Guide to Portfolio Projects for Data Analysts

Dec 10

Portfolio projects are becoming more and more relevant as the field of data analytics matures and becomes more saturated. The field is becoming increasingly difficult for employers to navigate due to the number of certifications available (not to mention the varying amount of effort needed to acquire them). Considering all of this, portfolio projects are a fantastic way to stand out from the crowd and prove your skills.

But where do you start? Is the best route to scrape a bunch of data yourself using a custom Python script, spend the time to clean it and do some feature engineering, and then build a standalone app that an employer can play with?

Definitely not. Let me explain why.

Portfolio Projects have one of two distinct outcomes

Depending on where you are in your journey, a project should fully cover one of two use cases: learning or showing off your skills. While I’ve seen many people combine these two, I believe that does a disservice to both.

If it’s a learning project, you usually concentrate on one skill.

A great way to learn any skill is to combine structured learning, like a course, with a follow-up project to solidify the learning and expose any gaps in your knowledge. This is how I was taught math - a lecture and then a bunch of practice questions at the end. If I was confused then I could go back and spend more time learning that section. This has the additional effect of creating better connections between the knowledge and its application because you necessarily need to do both. Applying your knowledge makes it sink in better, increasing your retention.

Contrast this with a portfolio project you’re working on to try and land a job. In this scenario, you want to have a polished final product that you’re happy to show off. It should be brag-worthy just from looking at it.

Why shouldn’t these be the same project? Because a learning project should be messy and ugly. You should be trying things out and experimenting with different methods and ways of working with data. When you’ve learned how to do one specific thing, say building a bar chart, you don’t need to spend time making that look clean and pretty. I’ll go so far as to call that a waste of your time. Time that you could instead be spending on learning how to do another chart (as long as it isn’t a pie chart). A learning project that has 5 charts in it that are all functional and ugly is a great use of your time. That same project with only 1 beautiful chart is a waste of your time unless the skill you’re working on is making wonderful visualizations.

Projects to learn a skill

When learning a skill, projects are the bread and butter of learning. They force you to do everything yourself and they expose your knowledge gaps.

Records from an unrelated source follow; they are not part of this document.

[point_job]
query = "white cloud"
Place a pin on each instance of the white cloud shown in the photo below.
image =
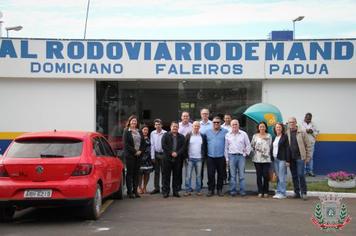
(65, 18)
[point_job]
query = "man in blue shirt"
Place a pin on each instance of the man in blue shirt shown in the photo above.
(216, 160)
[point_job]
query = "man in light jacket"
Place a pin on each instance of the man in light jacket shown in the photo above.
(300, 155)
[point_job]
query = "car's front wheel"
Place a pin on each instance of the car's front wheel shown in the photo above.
(6, 213)
(93, 209)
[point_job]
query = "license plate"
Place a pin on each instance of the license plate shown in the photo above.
(38, 193)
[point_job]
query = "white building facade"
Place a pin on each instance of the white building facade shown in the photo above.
(48, 84)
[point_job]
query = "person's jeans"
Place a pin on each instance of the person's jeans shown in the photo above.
(262, 176)
(215, 164)
(309, 166)
(280, 169)
(297, 170)
(195, 164)
(237, 164)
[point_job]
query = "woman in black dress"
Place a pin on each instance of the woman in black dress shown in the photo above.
(146, 166)
(133, 148)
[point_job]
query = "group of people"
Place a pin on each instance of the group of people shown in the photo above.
(220, 146)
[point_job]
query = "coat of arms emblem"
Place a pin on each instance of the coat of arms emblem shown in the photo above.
(330, 214)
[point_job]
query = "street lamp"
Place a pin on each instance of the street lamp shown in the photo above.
(15, 28)
(86, 19)
(299, 18)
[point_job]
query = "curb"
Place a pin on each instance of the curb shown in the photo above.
(319, 194)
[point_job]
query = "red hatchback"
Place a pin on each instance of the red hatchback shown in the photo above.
(59, 168)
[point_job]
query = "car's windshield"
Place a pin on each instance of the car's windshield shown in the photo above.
(46, 148)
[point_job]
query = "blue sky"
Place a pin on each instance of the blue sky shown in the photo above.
(168, 19)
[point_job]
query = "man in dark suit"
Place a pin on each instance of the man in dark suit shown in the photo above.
(174, 149)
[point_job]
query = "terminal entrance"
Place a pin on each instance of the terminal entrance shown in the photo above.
(117, 100)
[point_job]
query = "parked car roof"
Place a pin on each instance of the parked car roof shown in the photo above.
(56, 133)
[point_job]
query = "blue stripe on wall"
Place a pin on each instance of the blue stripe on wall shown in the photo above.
(3, 145)
(334, 156)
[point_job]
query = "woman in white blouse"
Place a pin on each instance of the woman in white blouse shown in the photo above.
(261, 144)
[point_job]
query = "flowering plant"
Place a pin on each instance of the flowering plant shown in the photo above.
(341, 176)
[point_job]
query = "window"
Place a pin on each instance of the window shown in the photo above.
(46, 148)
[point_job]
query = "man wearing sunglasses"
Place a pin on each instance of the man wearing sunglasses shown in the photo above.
(216, 160)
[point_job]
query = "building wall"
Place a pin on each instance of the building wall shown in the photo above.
(332, 103)
(43, 104)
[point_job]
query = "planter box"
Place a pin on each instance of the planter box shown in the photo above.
(343, 184)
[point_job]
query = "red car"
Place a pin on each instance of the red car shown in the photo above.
(59, 168)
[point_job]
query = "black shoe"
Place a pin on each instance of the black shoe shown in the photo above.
(154, 191)
(210, 193)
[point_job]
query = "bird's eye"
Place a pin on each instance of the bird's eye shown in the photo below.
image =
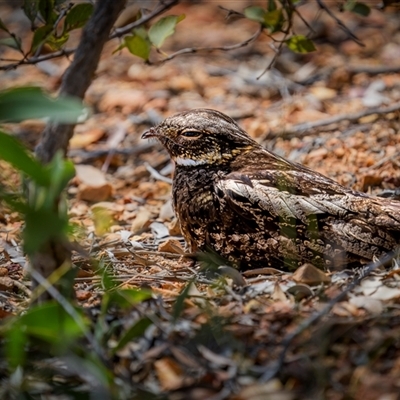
(191, 134)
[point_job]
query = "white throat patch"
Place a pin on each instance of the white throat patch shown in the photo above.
(188, 162)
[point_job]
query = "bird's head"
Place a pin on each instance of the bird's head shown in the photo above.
(201, 137)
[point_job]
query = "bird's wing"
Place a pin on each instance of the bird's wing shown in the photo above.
(284, 194)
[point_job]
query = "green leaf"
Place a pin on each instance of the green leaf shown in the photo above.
(180, 302)
(31, 9)
(138, 46)
(133, 332)
(271, 5)
(56, 43)
(300, 44)
(15, 349)
(50, 322)
(10, 42)
(23, 103)
(163, 28)
(40, 36)
(3, 27)
(255, 13)
(12, 151)
(78, 16)
(46, 9)
(360, 9)
(273, 20)
(41, 226)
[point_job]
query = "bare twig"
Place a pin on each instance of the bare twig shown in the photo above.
(192, 50)
(79, 74)
(288, 339)
(163, 6)
(324, 7)
(373, 69)
(302, 129)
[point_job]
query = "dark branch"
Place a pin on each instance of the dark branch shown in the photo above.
(79, 74)
(117, 33)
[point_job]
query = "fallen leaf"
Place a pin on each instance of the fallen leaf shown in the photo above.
(169, 374)
(171, 246)
(81, 140)
(93, 184)
(310, 275)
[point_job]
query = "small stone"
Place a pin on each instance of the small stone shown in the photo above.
(83, 295)
(310, 275)
(6, 284)
(171, 246)
(174, 228)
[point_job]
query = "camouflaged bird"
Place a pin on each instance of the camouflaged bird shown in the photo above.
(257, 209)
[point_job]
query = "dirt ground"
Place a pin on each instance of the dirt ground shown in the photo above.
(335, 110)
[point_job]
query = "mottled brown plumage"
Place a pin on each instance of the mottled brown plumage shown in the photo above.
(257, 209)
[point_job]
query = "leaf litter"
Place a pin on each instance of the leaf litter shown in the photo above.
(202, 336)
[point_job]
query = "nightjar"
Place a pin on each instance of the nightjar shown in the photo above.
(257, 209)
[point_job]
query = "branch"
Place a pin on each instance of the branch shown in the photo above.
(156, 12)
(303, 129)
(117, 33)
(192, 50)
(79, 74)
(288, 339)
(340, 23)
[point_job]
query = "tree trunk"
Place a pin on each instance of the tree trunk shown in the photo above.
(55, 137)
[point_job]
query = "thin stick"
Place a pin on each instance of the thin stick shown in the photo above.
(288, 339)
(305, 127)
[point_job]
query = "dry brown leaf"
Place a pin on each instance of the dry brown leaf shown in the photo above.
(93, 184)
(80, 140)
(310, 275)
(169, 374)
(171, 246)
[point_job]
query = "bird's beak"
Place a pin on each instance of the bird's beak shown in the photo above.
(150, 133)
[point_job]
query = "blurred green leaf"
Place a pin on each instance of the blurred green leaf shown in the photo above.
(29, 102)
(125, 298)
(56, 43)
(133, 332)
(357, 8)
(40, 36)
(271, 5)
(31, 9)
(61, 172)
(255, 13)
(50, 322)
(10, 42)
(273, 20)
(16, 345)
(138, 46)
(3, 27)
(41, 226)
(12, 151)
(78, 16)
(300, 44)
(46, 9)
(163, 28)
(180, 302)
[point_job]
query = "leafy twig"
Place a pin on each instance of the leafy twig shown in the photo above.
(117, 33)
(192, 50)
(324, 7)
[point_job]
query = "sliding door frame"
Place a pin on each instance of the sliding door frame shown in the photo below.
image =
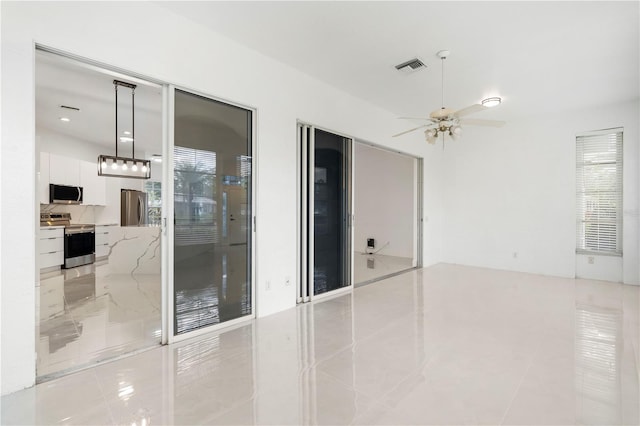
(305, 291)
(169, 217)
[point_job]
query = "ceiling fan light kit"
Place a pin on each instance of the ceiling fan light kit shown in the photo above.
(491, 102)
(447, 121)
(117, 166)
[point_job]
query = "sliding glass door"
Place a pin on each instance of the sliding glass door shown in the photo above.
(212, 206)
(326, 234)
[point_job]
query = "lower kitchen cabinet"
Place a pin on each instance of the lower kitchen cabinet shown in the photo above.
(51, 246)
(102, 240)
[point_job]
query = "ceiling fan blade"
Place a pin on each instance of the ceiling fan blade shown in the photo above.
(469, 110)
(410, 130)
(414, 118)
(480, 122)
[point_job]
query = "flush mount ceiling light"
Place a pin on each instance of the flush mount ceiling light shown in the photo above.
(447, 121)
(491, 102)
(116, 166)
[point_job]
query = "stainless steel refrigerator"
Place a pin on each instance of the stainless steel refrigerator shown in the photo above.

They also put you in more of a real-world situation - you’re working with a dataset and need to transform it into your desired shape.

I strongly believe that learning projects should only cover 1-2 skills at a time, maximum. When you try to incorporate more skills, you do one of two things:

1. You stay at the surface level with each skill and fail to fully understand it and learn more deeply.

2. You do a good job of going deep on learning and it takes you 6 months to do a single project.

I built massive projects early in my learning journey and I wish I could go back and shake myself.

When you work on a project this large it will also mean that you’re spreading a lot of your learning out. Once you have your data in the correct format, you likely won’t go back and touch data gathering and cleaning again. There’s a good chance that you’ll forget a lot of what you worked on and what you learned.

This follows similar logic to having ugly projects - making them beautiful is a skill. Unless you’re working on that skill, you can safely leave most of it out.

Projects to show off a skill

Similar to learning projects, those to show off your skills should only focus on 1-2 skills at a time. If you have 1 mega project that shows off your prowess with SQL, Tableau, Python, web scraping, and so on, then explaining it will be harder. You won’t be able to go as deep into the skill you worked on without extensive documentation. I’ve also found it harder to remember the details of how I built a project as it gets larger and more complex.

In contrast, projects that focus on only 1 skill are easy for me to remember. Even if they get a bit larger, like an all-encompassing dashboard, I can still keep the details relatively straight and the few details I forget tend to be those that are less important anyway. Contrast this with a scenario where I completely forgot to mention that I used SQL in a project.

I also believe that you should use the cleanest data that you can find for these projects unless you’re specifically trying to work on data cleaning, feature engineering, learning to scrape data, or anything else of that sort. Otherwise, you’ll spend a significant amount of time cleaning your data. This is a waste of time because an interviewer doesn’t care that you scraped a bunch of data that you then cleaned yourself if you’re trying to show them that you’re an expert in Tableau. Mentioning the scraping and cleaning would take away from showcasing your Tableau skills, and doing the opposite of what you intend.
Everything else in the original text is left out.